A lot of themes these days offer users a “Theme Options” page in the admin dashboard which will let you select a new header without needing to modify the css code (a big help for those who are not good at code).  The theme options page can also have a LOT of other options.  I have seen some themes where you can change ALL of the CSS options right from the admin panel, and do just about everything short of making you dinner.  Just make sure you get this theme from someone who is going to offer support, and also releases updated themes about the same time when there is a new updated version of WordPress.  The more advanced the theme is, the more of a chance it has of having issues with new WordPress updates.  These are usually resolved quickly though.

Responsive Design:

Responsive is developer speak for “It works on everything pretty good.”  There are many different web browsers (IE, Chrome, Firefox just to name a few).  Each one of these different browsers reads code in ever so slightly different ways, but it could make a huge difference in how your site looks.  Unless the developer tells you up front, its hard to tell if a theme is going to work good on all browsers (if you pay for one it darn well better!).  The focus has been on Smart Phones and Tablets lately (iphone, ipad, android, windows mobile, and others).  If you recently read my article about some of my favorite plugins, you heard me talk about a plugin called “WPTouch” which will allow people to use and navigate your site on their mobile device.  The user interface will not look much like your site, but it does help.  There are lots of other options available if your theme doesn’t cover smart phones/tablets.

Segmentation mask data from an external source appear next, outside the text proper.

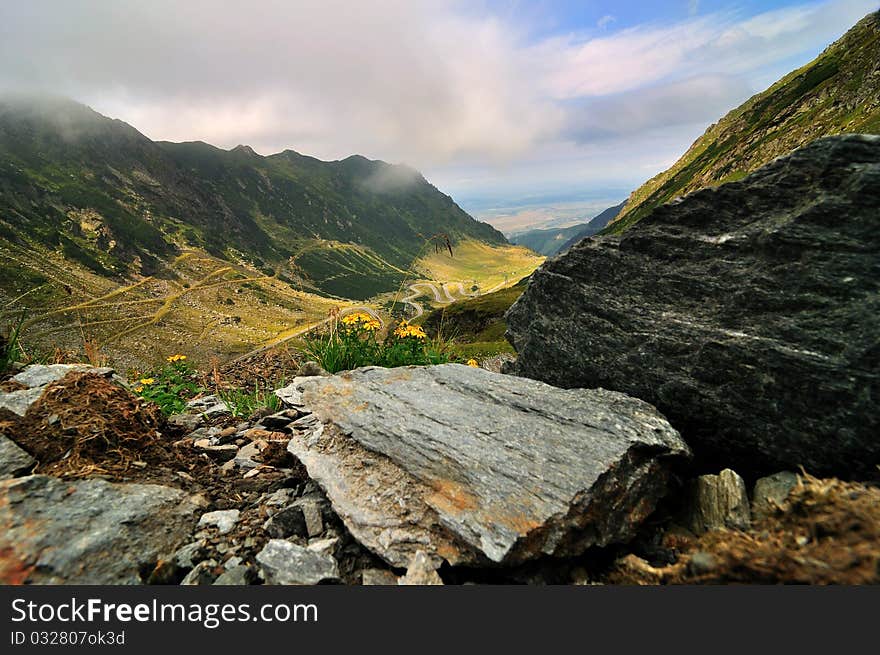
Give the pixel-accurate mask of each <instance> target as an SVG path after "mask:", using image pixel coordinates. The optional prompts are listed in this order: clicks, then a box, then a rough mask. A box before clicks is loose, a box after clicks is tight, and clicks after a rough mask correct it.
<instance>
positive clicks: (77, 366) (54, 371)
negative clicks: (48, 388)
mask: <svg viewBox="0 0 880 655" xmlns="http://www.w3.org/2000/svg"><path fill="white" fill-rule="evenodd" d="M85 371H88V372H89V373H92V374H94V375H100V376H101V377H110V376H112V375H113V373H114V372H115V371H114V370H113V369H112V368H106V367H104V368H94V367H92V366H89V365H88V364H32V365H30V366H28V367H27V368H26V369H25V370H24V371H22V372H21V373H19V374H18V375H14V376H13V377H12V379H13V380H15V381H16V382H18V383H19V384H23V385H25V386H26V387H30V388H31V389H33V388H36V387H45V386H46V385H47V384H49V383H51V382H57V381H58V380H60V379H61V378H63V377H64V376H65V375H67V374H68V373H71V372H77V373H79V372H85Z"/></svg>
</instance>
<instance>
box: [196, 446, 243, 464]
mask: <svg viewBox="0 0 880 655" xmlns="http://www.w3.org/2000/svg"><path fill="white" fill-rule="evenodd" d="M198 449H199V450H200V451H201V452H203V453H205V454H206V455H207V456H208V457H210V458H211V459H213V460H215V461H217V462H226V461H228V460H230V459H233V458H234V457H235V456H236V455H237V454H238V446H236V445H235V444H226V445H225V446H198Z"/></svg>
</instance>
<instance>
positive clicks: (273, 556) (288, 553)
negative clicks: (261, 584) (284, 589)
mask: <svg viewBox="0 0 880 655" xmlns="http://www.w3.org/2000/svg"><path fill="white" fill-rule="evenodd" d="M257 562H259V564H260V566H261V567H262V569H263V574H264V577H265V579H266V583H267V584H275V585H314V584H318V583H320V582H330V581H336V580H338V579H339V567H338V565H337V564H336V560H335V559H333V558H332V557H330V556H328V555H322V554H320V553H315V552H313V551H310V550H309V549H307V548H303V547H302V546H297V545H296V544H293V543H291V542H289V541H284V540H283V539H271V540H270V541H269V542H268V543H267V544H266V546H265V547H264V548H263V550H261V551H260V552H259V553H257Z"/></svg>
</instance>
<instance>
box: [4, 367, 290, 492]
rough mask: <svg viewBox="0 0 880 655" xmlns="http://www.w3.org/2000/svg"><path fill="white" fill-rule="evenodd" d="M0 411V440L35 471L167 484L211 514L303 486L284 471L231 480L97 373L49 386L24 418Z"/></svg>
mask: <svg viewBox="0 0 880 655" xmlns="http://www.w3.org/2000/svg"><path fill="white" fill-rule="evenodd" d="M0 413H2V414H0V434H3V435H5V436H7V437H9V438H10V439H12V440H13V441H15V442H16V443H17V444H18V445H19V446H20V447H21V448H23V449H24V450H26V451H27V452H28V453H30V454H31V455H32V456H33V457H34V458H35V459H36V460H37V462H38V464H37V466H36V468H35V469H34V472H35V473H42V474H46V475H52V476H55V477H60V478H64V479H79V478H90V477H101V478H104V479H107V480H111V481H114V482H141V483H156V484H165V485H168V486H173V487H178V488H181V489H184V490H186V491H188V492H191V493H202V494H203V495H205V497H206V498H207V500H208V502H209V504H210V507H211V508H212V509H225V508H228V507H237V506H239V505H240V504H241V503H243V502H247V500H248V498H249V497H251V496H254V495H256V494H259V493H263V492H265V491H274V490H275V489H277V488H280V487H281V486H285V485H289V484H293V483H295V482H301V481H302V480H297V481H291V480H289V479H288V478H289V476H290V474H289V473H287V472H283V471H280V470H276V471H267V472H265V473H263V474H261V475H260V476H256V477H254V478H251V479H241V478H240V477H236V478H235V479H229V478H227V477H226V476H224V475H223V473H222V471H221V470H220V466H219V463H218V462H216V461H214V460H212V459H211V458H210V457H208V456H207V455H206V454H204V453H202V452H199V451H198V450H196V449H194V448H193V447H192V443H191V441H189V440H184V439H182V437H183V436H184V434H183V431H182V430H181V428H178V427H176V426H174V425H172V424H169V423H167V422H166V420H165V417H164V416H163V415H162V414H161V412H160V411H159V408H158V407H156V406H155V405H154V404H152V403H150V402H148V401H145V400H144V399H142V398H139V397H137V396H135V395H133V394H131V393H130V392H129V391H128V390H126V389H125V388H123V387H122V386H120V385H118V384H116V383H114V382H112V381H111V380H108V379H106V378H103V377H101V376H97V375H90V374H88V373H69V374H68V375H67V376H65V377H64V378H63V379H61V380H59V381H57V382H54V383H52V384H50V385H48V386H47V387H46V390H45V392H44V393H43V395H42V397H41V398H40V400H39V401H37V402H36V403H34V405H32V406H31V408H30V409H29V410H28V412H27V414H26V415H25V416H24V417H19V416H17V415H15V414H13V413H11V412H8V411H5V410H0ZM226 420H227V421H228V422H229V423H230V424H234V423H236V422H238V421H240V419H239V420H238V421H237V420H234V419H226ZM220 424H221V425H223V423H222V421H221V422H220ZM294 472H295V473H296V474H297V477H298V478H304V476H305V473H304V472H303V471H299V470H295V471H294Z"/></svg>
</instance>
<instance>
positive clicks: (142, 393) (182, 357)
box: [134, 355, 203, 415]
mask: <svg viewBox="0 0 880 655" xmlns="http://www.w3.org/2000/svg"><path fill="white" fill-rule="evenodd" d="M167 361H168V363H167V364H166V365H165V366H164V367H163V368H161V369H159V370H157V371H152V372H150V373H148V374H146V375H145V376H144V377H142V378H138V379H137V381H136V382H135V389H134V390H135V392H136V393H138V394H140V396H141V397H142V398H146V399H147V400H151V401H153V402H154V403H156V404H157V405H158V406H159V408H160V409H161V410H162V413H163V414H166V415H170V414H179V413H180V412H182V411H183V410H184V409H186V403H187V401H188V400H190V399H191V398H193V397H195V396H196V395H198V394H199V393H201V392H202V391H203V389H202V388H201V387H200V386H199V385H197V384H196V382H195V379H196V372H195V370H194V369H193V368H192V367H191V366H190V365H189V364H188V363H187V362H186V355H171V356H170V357H168V360H167Z"/></svg>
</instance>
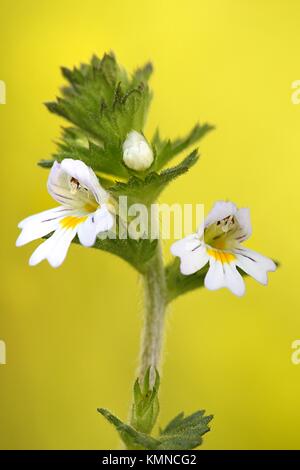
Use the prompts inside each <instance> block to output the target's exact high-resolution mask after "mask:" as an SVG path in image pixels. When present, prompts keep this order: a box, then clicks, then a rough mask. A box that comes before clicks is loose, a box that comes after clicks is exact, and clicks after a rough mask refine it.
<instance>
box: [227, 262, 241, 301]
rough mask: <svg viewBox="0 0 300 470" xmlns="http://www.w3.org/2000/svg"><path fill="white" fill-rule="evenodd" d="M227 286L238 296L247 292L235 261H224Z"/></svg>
mask: <svg viewBox="0 0 300 470" xmlns="http://www.w3.org/2000/svg"><path fill="white" fill-rule="evenodd" d="M223 268H224V282H225V287H228V289H229V290H231V292H232V293H233V294H235V295H237V296H238V297H241V296H242V295H244V294H245V283H244V280H243V278H242V276H241V275H240V273H239V272H238V270H237V269H236V266H235V263H223Z"/></svg>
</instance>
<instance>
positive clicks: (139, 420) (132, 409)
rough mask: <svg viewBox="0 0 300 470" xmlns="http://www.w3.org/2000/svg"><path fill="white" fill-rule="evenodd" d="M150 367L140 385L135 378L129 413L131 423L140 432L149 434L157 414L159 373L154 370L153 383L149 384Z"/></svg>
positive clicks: (158, 412) (147, 370)
mask: <svg viewBox="0 0 300 470" xmlns="http://www.w3.org/2000/svg"><path fill="white" fill-rule="evenodd" d="M150 375H151V368H150V367H149V368H148V370H147V372H146V375H145V378H144V381H143V384H142V387H141V385H140V382H139V379H137V380H136V382H135V384H134V389H133V397H134V400H133V405H132V413H131V423H130V424H131V425H132V426H133V427H134V428H135V429H136V430H137V431H140V432H143V433H145V434H150V433H151V431H152V429H153V427H154V425H155V422H156V420H157V417H158V414H159V400H158V390H159V374H158V372H157V371H155V383H154V385H153V387H151V386H150Z"/></svg>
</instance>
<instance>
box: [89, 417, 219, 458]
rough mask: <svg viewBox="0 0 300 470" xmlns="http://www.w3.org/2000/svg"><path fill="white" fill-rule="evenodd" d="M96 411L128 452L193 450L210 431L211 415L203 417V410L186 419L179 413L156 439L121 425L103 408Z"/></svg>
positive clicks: (126, 425) (138, 431)
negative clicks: (175, 417)
mask: <svg viewBox="0 0 300 470" xmlns="http://www.w3.org/2000/svg"><path fill="white" fill-rule="evenodd" d="M98 411H99V413H101V414H102V416H104V417H105V418H106V419H107V420H108V422H109V423H111V424H112V425H113V426H114V427H115V428H116V430H117V432H118V433H119V435H120V437H121V439H122V441H123V442H124V444H125V445H126V447H127V449H129V450H191V449H195V448H196V447H198V446H199V445H201V444H202V440H203V436H204V434H206V433H207V432H208V431H209V430H210V428H209V426H208V423H209V422H210V421H211V420H212V418H213V416H212V415H211V416H204V413H205V412H204V410H201V411H197V412H196V413H193V414H192V415H190V416H187V417H186V418H185V417H184V414H183V413H180V414H179V415H178V416H177V417H176V418H175V419H173V420H172V421H171V422H170V423H169V424H168V425H167V426H166V428H165V429H164V430H162V431H161V432H160V434H159V436H158V437H157V438H154V437H152V436H150V435H149V434H146V433H143V432H140V431H137V430H136V429H134V428H133V427H132V426H130V425H128V424H125V423H123V422H122V421H121V420H120V419H119V418H117V417H116V416H115V415H113V414H112V413H111V412H110V411H108V410H106V409H104V408H98Z"/></svg>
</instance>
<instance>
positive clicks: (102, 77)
mask: <svg viewBox="0 0 300 470" xmlns="http://www.w3.org/2000/svg"><path fill="white" fill-rule="evenodd" d="M151 71H152V68H151V65H150V64H146V66H145V67H144V68H141V69H138V70H137V71H136V72H135V73H134V74H133V76H132V78H129V77H128V75H127V73H126V72H125V70H124V69H123V68H121V67H120V66H119V65H118V63H117V61H116V59H115V57H114V56H113V55H112V54H105V55H104V57H103V58H102V59H99V58H98V57H97V56H94V57H93V58H92V59H91V61H90V63H89V64H81V66H80V67H78V68H76V67H74V69H72V70H71V69H68V68H66V67H63V68H62V74H63V76H64V78H65V79H66V80H67V81H68V86H66V87H64V88H62V90H61V93H62V96H61V97H58V98H57V99H56V101H54V102H50V103H46V106H47V108H48V110H49V111H50V112H52V113H55V114H57V115H59V116H61V117H63V118H65V119H66V120H67V121H69V122H70V123H71V124H72V125H73V128H75V129H76V130H77V131H78V133H80V134H81V137H82V138H84V139H86V142H87V145H85V146H82V145H80V142H78V140H77V139H72V138H70V135H66V132H63V135H62V142H61V143H60V144H59V150H58V152H57V153H56V154H55V155H54V158H55V159H57V160H58V161H61V160H62V159H63V158H77V159H80V160H82V161H84V162H85V163H86V164H88V165H89V166H91V167H92V168H93V169H94V170H95V171H101V172H104V173H107V174H109V175H116V176H119V177H128V176H129V173H128V170H127V168H126V167H125V166H124V165H123V163H122V143H123V141H124V140H125V138H126V135H127V134H128V132H130V131H131V130H132V129H135V130H137V131H142V130H143V127H144V125H145V121H146V117H147V113H148V109H149V106H150V102H151V98H152V94H151V92H150V90H149V86H148V80H149V77H150V75H151ZM45 165H46V164H45V162H41V166H45Z"/></svg>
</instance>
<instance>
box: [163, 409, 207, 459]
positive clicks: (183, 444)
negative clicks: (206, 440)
mask: <svg viewBox="0 0 300 470" xmlns="http://www.w3.org/2000/svg"><path fill="white" fill-rule="evenodd" d="M204 413H205V411H204V410H201V411H197V412H196V413H193V414H191V415H190V416H187V417H186V418H185V417H184V413H180V414H179V415H178V416H176V417H175V418H174V419H173V420H172V421H170V423H169V424H168V425H167V426H166V427H165V429H164V430H162V431H161V432H160V435H159V441H160V444H159V446H158V449H160V450H173V449H174V450H189V449H195V448H196V447H198V446H200V445H201V444H202V440H203V439H202V438H203V436H204V434H206V433H207V432H208V431H209V430H210V428H209V426H208V423H209V422H210V421H211V420H212V419H213V416H212V415H209V416H204Z"/></svg>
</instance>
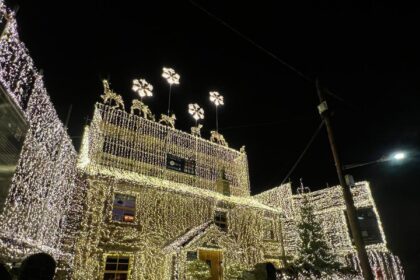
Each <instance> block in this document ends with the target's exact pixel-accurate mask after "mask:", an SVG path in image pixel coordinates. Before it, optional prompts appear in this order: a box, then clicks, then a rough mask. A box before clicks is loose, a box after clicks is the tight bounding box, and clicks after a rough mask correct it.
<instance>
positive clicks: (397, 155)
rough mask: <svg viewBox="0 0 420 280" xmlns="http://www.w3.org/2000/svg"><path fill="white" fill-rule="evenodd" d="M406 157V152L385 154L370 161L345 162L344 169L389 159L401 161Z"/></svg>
mask: <svg viewBox="0 0 420 280" xmlns="http://www.w3.org/2000/svg"><path fill="white" fill-rule="evenodd" d="M406 157H407V154H406V153H405V152H395V153H393V154H391V155H389V156H383V157H381V158H380V159H377V160H373V161H368V162H363V163H353V164H345V165H343V170H349V169H353V168H357V167H361V166H366V165H372V164H376V163H381V162H387V161H395V162H399V161H402V160H404V159H405V158H406Z"/></svg>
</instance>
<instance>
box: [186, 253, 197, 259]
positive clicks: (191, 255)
mask: <svg viewBox="0 0 420 280" xmlns="http://www.w3.org/2000/svg"><path fill="white" fill-rule="evenodd" d="M196 259H197V251H188V252H187V260H188V261H193V260H196Z"/></svg>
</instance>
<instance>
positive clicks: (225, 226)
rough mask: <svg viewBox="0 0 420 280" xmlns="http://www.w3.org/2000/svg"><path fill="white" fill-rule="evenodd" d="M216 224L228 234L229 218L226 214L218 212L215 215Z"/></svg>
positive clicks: (214, 213) (214, 222) (222, 229)
mask: <svg viewBox="0 0 420 280" xmlns="http://www.w3.org/2000/svg"><path fill="white" fill-rule="evenodd" d="M214 223H215V224H216V226H218V227H219V229H220V230H221V231H225V232H227V217H226V212H223V211H216V212H215V213H214Z"/></svg>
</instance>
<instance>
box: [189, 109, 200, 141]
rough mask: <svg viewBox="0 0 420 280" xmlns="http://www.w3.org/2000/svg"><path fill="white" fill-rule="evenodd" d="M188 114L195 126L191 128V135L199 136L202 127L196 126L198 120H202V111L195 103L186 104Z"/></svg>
mask: <svg viewBox="0 0 420 280" xmlns="http://www.w3.org/2000/svg"><path fill="white" fill-rule="evenodd" d="M188 113H190V115H191V116H192V117H193V118H194V119H195V126H193V127H191V134H192V135H194V136H201V128H202V127H203V125H201V124H198V121H199V120H203V119H204V110H203V108H201V107H200V106H199V105H198V104H197V103H195V104H188Z"/></svg>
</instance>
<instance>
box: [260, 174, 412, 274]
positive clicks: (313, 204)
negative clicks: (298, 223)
mask: <svg viewBox="0 0 420 280" xmlns="http://www.w3.org/2000/svg"><path fill="white" fill-rule="evenodd" d="M351 191H352V194H353V199H354V203H355V206H356V211H357V217H358V222H359V226H360V230H361V233H362V237H363V239H364V243H365V245H366V249H367V252H368V256H369V260H370V263H371V267H372V271H373V274H374V275H376V276H377V277H378V278H379V276H382V277H383V278H379V279H404V272H403V268H402V266H401V263H400V261H399V258H398V257H397V256H394V255H393V254H392V253H391V252H390V251H389V249H388V248H387V243H386V238H385V233H384V230H383V228H382V224H381V219H380V216H379V213H378V210H377V209H376V205H375V202H374V200H373V197H372V194H371V191H370V186H369V183H368V182H358V183H356V184H355V186H353V187H352V189H351ZM306 195H307V196H308V198H309V201H310V203H311V204H312V205H313V207H314V209H315V215H316V217H317V218H318V219H319V221H320V222H321V225H322V228H323V230H324V235H325V237H326V238H327V241H328V243H329V244H330V245H331V248H333V249H334V251H335V253H336V254H337V255H338V256H339V257H341V261H342V262H343V263H346V264H348V265H350V266H352V267H354V268H355V269H357V268H358V264H357V259H356V257H355V256H356V251H355V247H354V246H353V241H352V236H351V232H350V230H349V225H348V221H347V215H346V206H345V202H344V198H343V194H342V190H341V187H340V186H336V187H330V188H326V189H322V190H318V191H313V192H310V191H309V190H307V194H306ZM254 198H256V199H257V200H258V201H260V202H262V203H264V204H266V205H269V206H271V207H274V208H276V209H279V210H280V211H281V213H282V215H281V216H282V226H283V244H284V250H285V254H286V255H287V256H295V255H296V253H297V251H298V246H299V244H298V240H299V238H298V235H297V227H296V225H297V222H298V221H299V215H300V214H299V213H300V206H299V204H300V200H301V199H302V194H293V193H292V189H291V186H290V185H289V184H286V185H282V186H280V187H277V188H273V189H270V190H268V191H265V192H263V193H260V194H258V195H256V196H254Z"/></svg>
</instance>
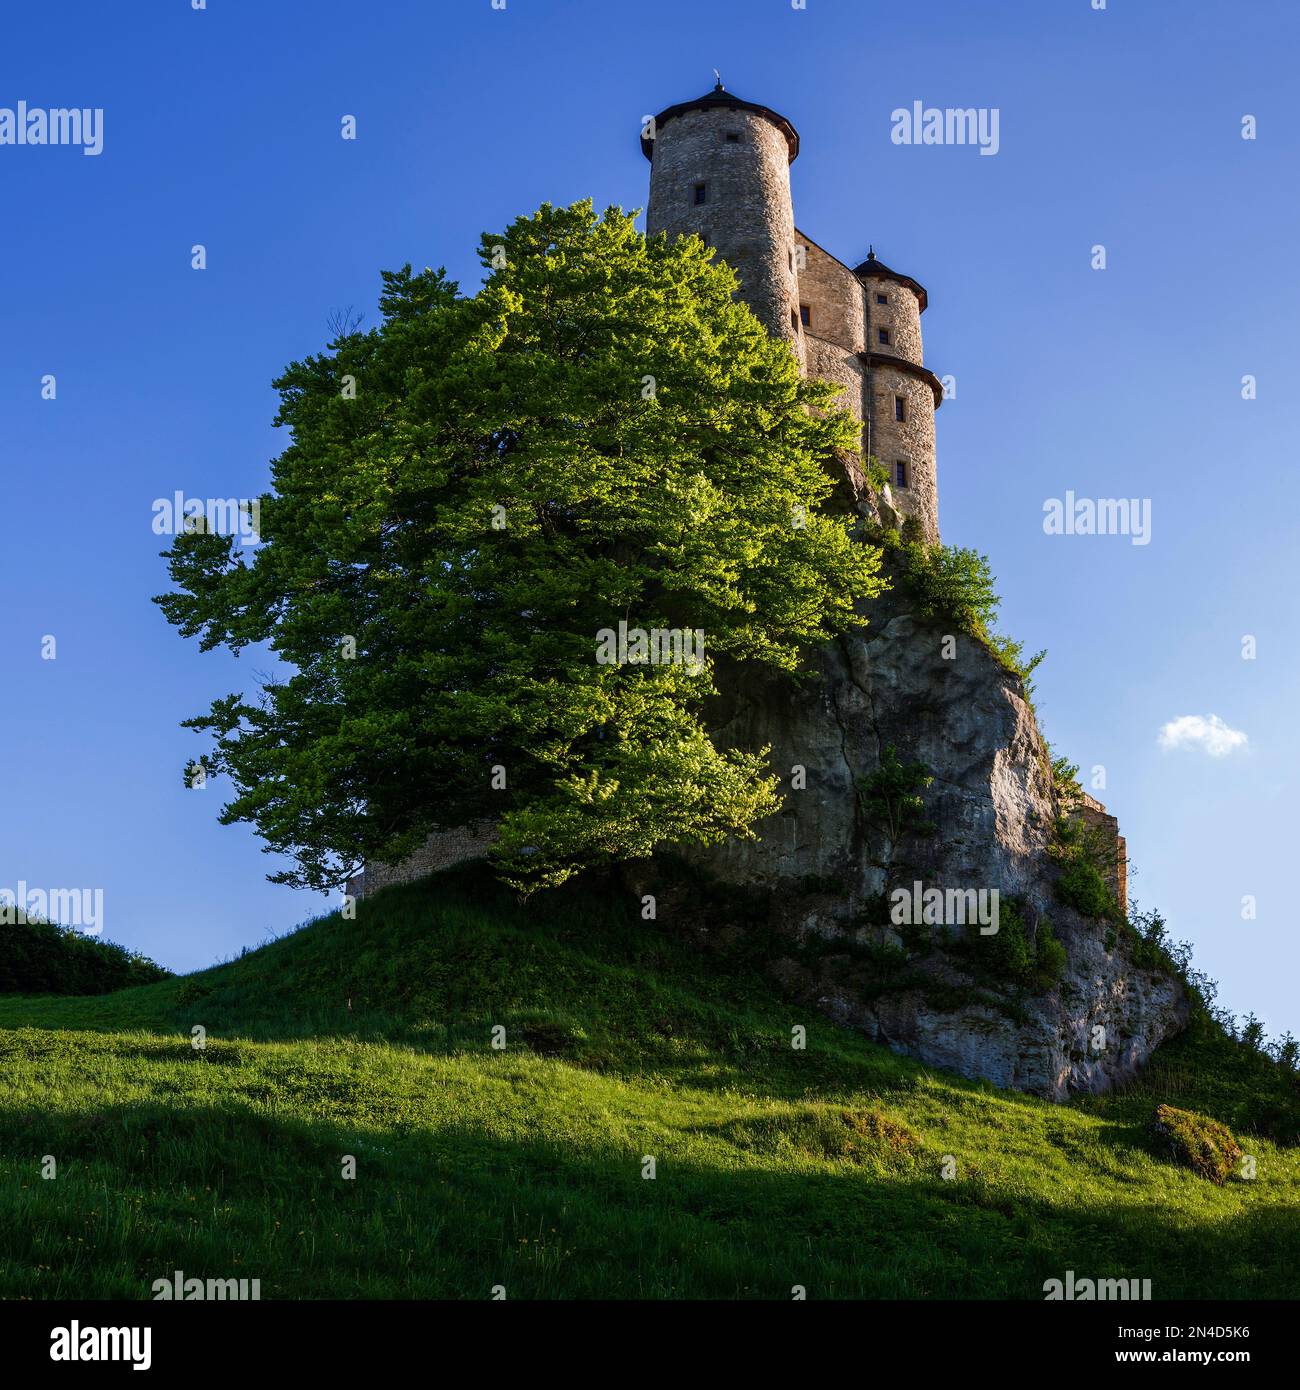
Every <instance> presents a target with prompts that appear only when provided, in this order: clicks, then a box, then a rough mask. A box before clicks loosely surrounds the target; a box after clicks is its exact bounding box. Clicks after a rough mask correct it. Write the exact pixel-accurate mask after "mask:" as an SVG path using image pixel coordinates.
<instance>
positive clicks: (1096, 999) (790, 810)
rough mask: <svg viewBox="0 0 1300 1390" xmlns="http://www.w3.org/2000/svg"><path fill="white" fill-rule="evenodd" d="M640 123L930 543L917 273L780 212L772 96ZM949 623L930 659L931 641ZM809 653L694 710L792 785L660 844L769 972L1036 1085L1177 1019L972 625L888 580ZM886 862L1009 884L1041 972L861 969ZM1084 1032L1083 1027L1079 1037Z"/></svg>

I certainly hope this helps eliminate some confusion if your shopping around for a good theme.  I will keep this post updated if I think of anything else to add.

Questions? Comments? Feedback?



  • Sheila

    Thanks for the post.  Super article for beginners.  I learned a few things and found a few more to check into.  Like your site.

    • Kevin

      Thanks for the kind words Sheila, and of course this article was inspired by our discussion on this very topic on clickmillionaires.com, and I felt the need to put it all together here.